An iconic beacon is revived at the corner of Cascade and Third streets in Hood River, at Elks Lodge 1507.
The lodge’s 60-year-old neon sign is back on line in all its blue-and-yellow glory, and there is new power behind the 11 O’Clock Elk image.
Yet the sign restoration is just one element in the biggest set of repairs and upgrades ever done at the building, according to Exalted Ruler Derek Larson.
“The building is virtually empty, so it’s been a good time to do it,” said Larson of the building repairs. “With the COVID-19 orders we couldn’t open or do business as a club, but the officers and I knew that this was a chance to do some updates.”
One of the main projects is a complete remodeling of the bar and lounge.
“It’s decades of work that was long overdue,” Larsen said
Elks members believe the neon system went dark at around 20 years ago. Larsen said lodge veterans are unsure how long it had been since the vivid blue tubes and distinctive Elks clock symbol were illuminated.
In mid-December, Neon Gods of Portland got the Elks sign fully operational again. Plenty of other activity is happening to renew the downtown anchor building where, perhaps coincidentally, a 12-foot mystery monolith appeared in the parking lot last week (see photo).

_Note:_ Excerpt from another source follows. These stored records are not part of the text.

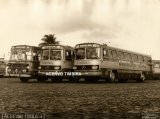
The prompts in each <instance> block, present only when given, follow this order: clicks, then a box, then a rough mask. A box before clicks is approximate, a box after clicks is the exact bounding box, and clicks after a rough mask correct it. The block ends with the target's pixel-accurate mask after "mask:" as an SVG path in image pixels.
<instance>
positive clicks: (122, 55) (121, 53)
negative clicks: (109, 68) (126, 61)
mask: <svg viewBox="0 0 160 119" xmlns="http://www.w3.org/2000/svg"><path fill="white" fill-rule="evenodd" d="M118 58H119V59H124V53H123V52H121V51H118Z"/></svg>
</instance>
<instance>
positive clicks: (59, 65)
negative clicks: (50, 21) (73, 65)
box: [37, 44, 74, 82]
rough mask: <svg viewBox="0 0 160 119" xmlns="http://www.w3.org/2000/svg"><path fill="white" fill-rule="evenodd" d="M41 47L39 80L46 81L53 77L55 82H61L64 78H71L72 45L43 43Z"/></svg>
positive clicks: (52, 80)
mask: <svg viewBox="0 0 160 119" xmlns="http://www.w3.org/2000/svg"><path fill="white" fill-rule="evenodd" d="M41 48H42V53H41V60H40V66H39V72H38V75H39V76H38V78H37V80H38V81H40V82H44V81H46V80H47V79H51V80H52V81H53V82H60V81H62V80H63V79H64V78H67V79H68V78H69V79H71V77H72V76H71V72H72V70H73V52H74V49H73V48H72V47H70V46H64V45H56V44H48V45H43V46H41Z"/></svg>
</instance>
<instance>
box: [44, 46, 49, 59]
mask: <svg viewBox="0 0 160 119" xmlns="http://www.w3.org/2000/svg"><path fill="white" fill-rule="evenodd" d="M42 59H43V60H48V59H49V49H45V50H43V51H42Z"/></svg>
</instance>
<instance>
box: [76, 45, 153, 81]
mask: <svg viewBox="0 0 160 119" xmlns="http://www.w3.org/2000/svg"><path fill="white" fill-rule="evenodd" d="M73 69H74V71H75V72H79V73H80V74H81V75H80V76H77V77H74V80H75V81H78V80H79V79H80V78H85V80H86V81H89V82H90V81H92V82H96V81H97V80H98V79H100V78H103V79H105V80H106V81H109V82H117V81H118V82H126V81H127V80H128V79H134V80H136V81H137V82H144V81H145V79H146V78H147V77H148V76H150V74H151V70H152V63H151V56H149V55H145V54H140V53H136V52H132V51H128V50H123V49H119V48H115V47H110V46H107V45H106V44H104V45H101V44H97V43H82V44H77V45H76V46H75V59H74V66H73Z"/></svg>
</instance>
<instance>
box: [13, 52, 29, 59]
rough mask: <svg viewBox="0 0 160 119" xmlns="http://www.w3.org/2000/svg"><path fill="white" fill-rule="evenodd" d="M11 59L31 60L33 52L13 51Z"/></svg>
mask: <svg viewBox="0 0 160 119" xmlns="http://www.w3.org/2000/svg"><path fill="white" fill-rule="evenodd" d="M10 60H31V54H30V53H28V52H26V51H20V50H19V51H16V50H15V51H12V52H11V57H10Z"/></svg>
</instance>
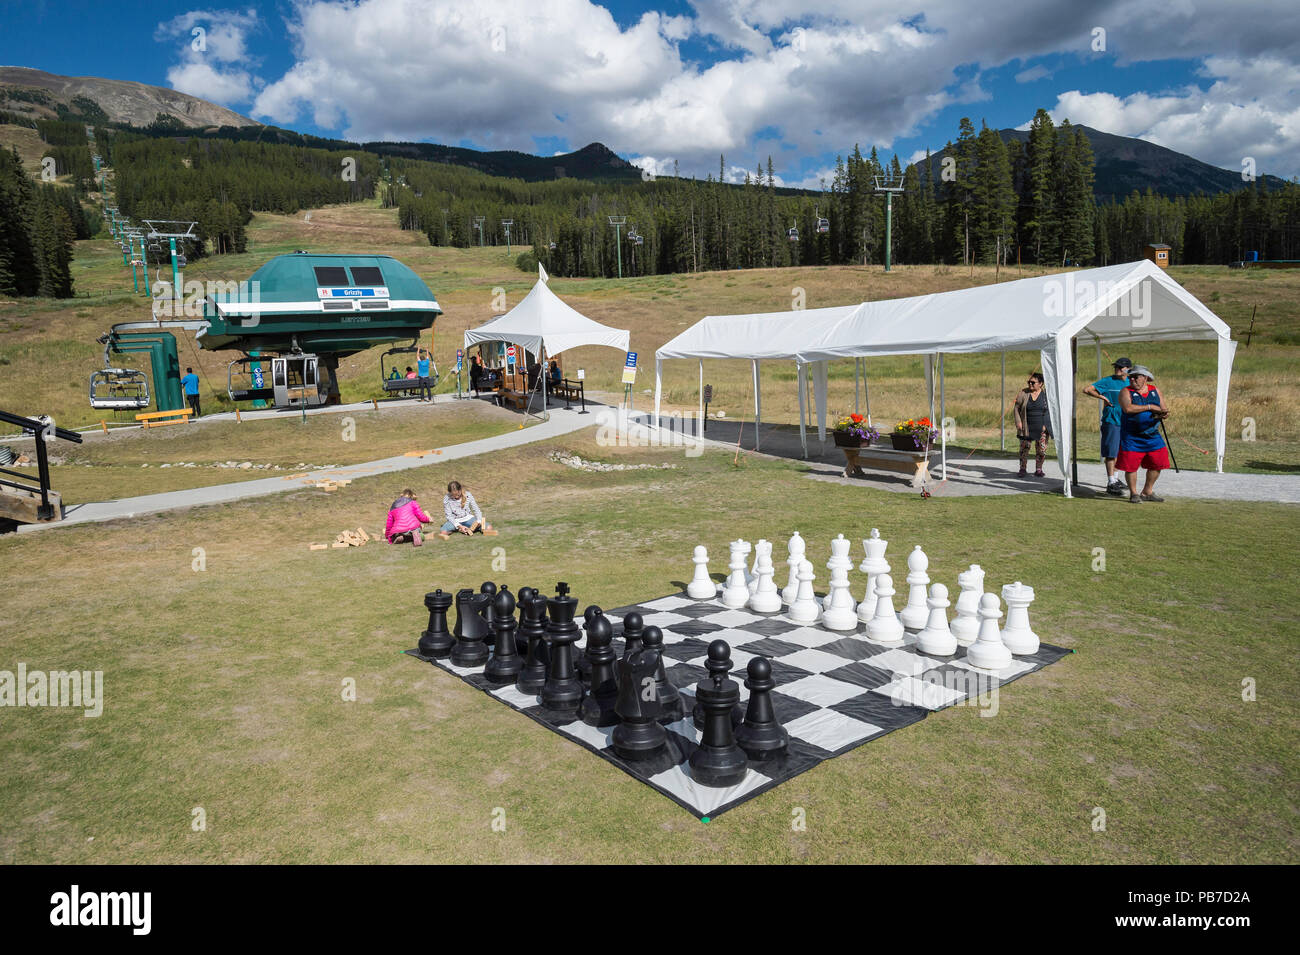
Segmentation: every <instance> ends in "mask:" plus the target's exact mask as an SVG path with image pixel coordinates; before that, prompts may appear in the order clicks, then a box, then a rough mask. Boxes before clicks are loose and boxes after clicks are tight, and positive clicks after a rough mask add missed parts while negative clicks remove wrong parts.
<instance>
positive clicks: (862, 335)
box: [655, 259, 1229, 363]
mask: <svg viewBox="0 0 1300 955" xmlns="http://www.w3.org/2000/svg"><path fill="white" fill-rule="evenodd" d="M1083 329H1087V330H1088V334H1089V340H1091V338H1093V337H1096V338H1101V340H1104V342H1152V340H1160V339H1188V338H1193V339H1216V338H1219V339H1227V338H1229V327H1227V325H1225V324H1223V322H1222V321H1221V320H1219V318H1218V317H1217V316H1216V314H1214V313H1213V312H1210V311H1209V309H1208V308H1205V305H1203V304H1201V303H1200V301H1199V300H1197V299H1196V298H1195V296H1193V295H1192V294H1191V292H1188V291H1187V290H1186V288H1183V287H1182V286H1180V285H1179V283H1178V282H1175V281H1174V279H1173V278H1170V277H1169V274H1167V273H1166V272H1165V270H1164V269H1161V268H1158V266H1157V265H1154V264H1153V262H1151V261H1148V260H1145V259H1143V260H1141V261H1138V262H1126V264H1123V265H1112V266H1108V268H1104V269H1083V270H1079V272H1067V273H1058V274H1052V275H1036V277H1034V278H1023V279H1019V281H1015V282H1002V283H998V285H988V286H978V287H975V288H962V290H958V291H952V292H937V294H933V295H917V296H913V298H907V299H889V300H885V301H865V303H862V304H861V305H846V307H840V308H813V309H806V311H790V309H785V311H781V312H767V313H759V314H727V316H708V317H706V318H702V320H701V321H698V322H697V324H695V325H693V326H692V327H689V329H686V330H685V331H682V333H681V334H680V335H677V337H676V338H675V339H672V340H671V342H668V343H667V344H666V346H663V347H662V348H659V351H658V352H655V357H656V359H794V360H796V361H800V363H810V361H824V360H828V359H844V357H855V356H866V355H926V353H930V355H937V353H940V352H945V353H958V352H983V351H1014V350H1024V351H1030V350H1041V348H1045V347H1048V346H1049V344H1050V343H1052V342H1054V340H1056V339H1057V338H1058V337H1065V338H1066V339H1069V338H1073V337H1074V335H1076V334H1079V333H1080V331H1082V330H1083Z"/></svg>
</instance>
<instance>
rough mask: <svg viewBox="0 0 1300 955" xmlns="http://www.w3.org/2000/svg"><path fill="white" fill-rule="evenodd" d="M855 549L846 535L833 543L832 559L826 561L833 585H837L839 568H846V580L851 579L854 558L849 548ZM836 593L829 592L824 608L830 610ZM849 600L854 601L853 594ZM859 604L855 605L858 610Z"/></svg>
mask: <svg viewBox="0 0 1300 955" xmlns="http://www.w3.org/2000/svg"><path fill="white" fill-rule="evenodd" d="M850 547H853V542H852V541H849V538H846V537H845V535H844V534H840V535H839V537H836V538H835V541H832V542H831V559H829V560H828V561H826V569H827V570H829V572H831V583H832V585H833V583H835V572H836V569H837V568H841V567H842V568H844V579H845V581H848V579H849V570H852V569H853V557H850V556H849V548H850ZM833 594H835V591H831V592H828V594H827V595H826V596H824V598H823V599H822V608H823V609H829V607H831V598H832V596H833ZM849 600H850V602H852V600H853V594H849ZM857 605H858V604H857V603H854V604H853V607H854V608H857Z"/></svg>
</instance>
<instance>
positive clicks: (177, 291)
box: [142, 218, 199, 303]
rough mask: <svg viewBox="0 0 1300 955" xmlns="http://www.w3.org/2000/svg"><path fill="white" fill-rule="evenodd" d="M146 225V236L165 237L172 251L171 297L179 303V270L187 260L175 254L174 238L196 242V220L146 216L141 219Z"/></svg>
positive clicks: (198, 239) (192, 241)
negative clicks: (164, 217) (171, 296)
mask: <svg viewBox="0 0 1300 955" xmlns="http://www.w3.org/2000/svg"><path fill="white" fill-rule="evenodd" d="M142 221H143V222H144V225H146V226H148V230H149V231H148V238H149V239H151V240H155V242H156V240H159V239H166V240H168V244H169V246H170V251H172V298H173V299H174V300H175V301H177V303H179V301H181V300H182V298H183V296H182V295H181V288H179V279H181V277H179V270H181V269H183V268H185V266H186V265H188V260H187V259H186V257H185V256H183V255H177V251H175V240H177V239H181V240H182V242H198V240H199V236H198V235H196V234H195V231H194V230H195V229H198V227H199V223H198V222H191V221H190V220H173V218H146V220H142ZM178 226H185V229H183V230H178Z"/></svg>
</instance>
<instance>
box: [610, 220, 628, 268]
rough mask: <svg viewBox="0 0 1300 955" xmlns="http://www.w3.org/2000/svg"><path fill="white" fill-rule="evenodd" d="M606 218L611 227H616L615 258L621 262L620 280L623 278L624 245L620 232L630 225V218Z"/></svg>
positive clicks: (615, 228)
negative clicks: (607, 219)
mask: <svg viewBox="0 0 1300 955" xmlns="http://www.w3.org/2000/svg"><path fill="white" fill-rule="evenodd" d="M606 218H608V220H610V225H611V226H614V257H615V259H617V260H619V278H623V243H621V233H620V230H621V229H623V226H625V225H627V223H628V217H627V216H606Z"/></svg>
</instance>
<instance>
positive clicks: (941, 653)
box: [917, 583, 957, 656]
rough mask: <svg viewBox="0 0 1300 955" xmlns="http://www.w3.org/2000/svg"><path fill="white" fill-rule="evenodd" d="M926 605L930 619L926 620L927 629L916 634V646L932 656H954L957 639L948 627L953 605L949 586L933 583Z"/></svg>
mask: <svg viewBox="0 0 1300 955" xmlns="http://www.w3.org/2000/svg"><path fill="white" fill-rule="evenodd" d="M926 605H927V607H930V620H927V621H926V629H924V630H922V631H920V633H919V634H917V648H918V650H919V651H920V652H923V654H930V655H931V656H952V655H953V654H956V652H957V639H956V638H954V637H953V631H952V630H949V629H948V608H949V607H950V605H952V602H950V600H949V599H948V587H945V586H944V585H943V583H935V585H931V587H930V599H927V600H926Z"/></svg>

In addition to the sign upgrade and bar redo, projects have included placing four inches of insulation in the roof, where no insulation had been, repairing or replacing windows throughout the facility, and upgrades to the patio and the front of the building, including ongoing repairs to the portico over the main entrance on Cascade Avenue.
“There was substantial rot, so it was good to do it now,” Larsen said. “With the building closed, we knew we wanted to let members know that their dues are being put to good use.”
The changes are either inside or not obvious, with the exception of the sign. Work to get it lit again started in November, and took several visits by the sign repair experts to restore the brightness, though Neon Gods’ owner Michael Mintz said he is monitoring it after one or two sections proved stubborn.
“It was a fun challenge to patch the sign back together,” Mintz said. Neon Gods’ work has included other Elks facilities and the historic Aladdin and Laurelhurst theaters in Portland. Mintz and Kyle Lembke replaced most of the sign’s neon system, where a set of transformers had long-since stopped working.
Larsen said that last year he found a weathered hand-written sign reading “this doesn’t work” sign inside the electrical box serving the sign.
It does now.
The Elk image and faux clock face has a new LED system, designed and installed by Lembke. The clock perennially reads 11 o’clock.
“The hour of eleven has a tender significance,” according to Elks.org.“Whatever his lot in life may be, When this hour fall upon the dial of night the great heart of Elkdom swells and throbs. It is the golden hour of recollection, the homecoming of those who wander, the mystic call of those who will come no more.”